The New Yorker:

For years, universities have been less inclined to protect speech and quicker to sanction it. After this spring’s protests, it will be difficult to turn back.

By Jeannie Suk Gersen

The academic year, which had scarcely begun on October 7th, culminated this spring in controversy, disruption, and accusations of hate and repression at universities across the country. April brought a wave of pro-Palestinian encampments to the grounds of more than a hundred and thirty seats of higher education, which resulted in thousands of arrests. As Harvard’s commencement approached, a twenty-day encampment, in which students demanded that the university divest from Israel, ended peacefully, without arrests or forcible removal, when the university promised organizers that it would hold meetings with them to discuss its investments, and also “academic matters related to long-standing conflicts in the Middle East.” But disagreement over a key part of the deal rendered any relief short-lived.

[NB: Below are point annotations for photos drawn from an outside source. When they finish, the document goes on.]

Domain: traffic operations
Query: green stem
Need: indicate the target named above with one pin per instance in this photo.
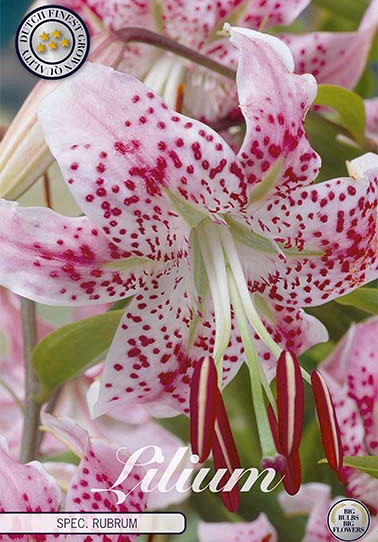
(12, 394)
(32, 410)
(142, 35)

The new dispute concerned whether student protesters would be disciplined. The participants had been warned repeatedly that erecting tents in Harvard Yard was against university policy, which forbids “interference with members of the University in performance of their normal duties and activities,” and the school had issued disciplinary charges to dozens of students. When the encampment was dismantled, Harvard’s interim president, Alan Garber, promised to recommend that those disciplinary cases be addressed “expeditiously,” including for “students eligible thereafter to graduate so that they may do so.” Protesters optimistically took that to mean that seniors with pending cases would be able to graduate days later. Instead, Harvard College’s disciplinary body quickly meted out probations and suspensions; more than a dozen seniors will not be able to graduate until a future semester.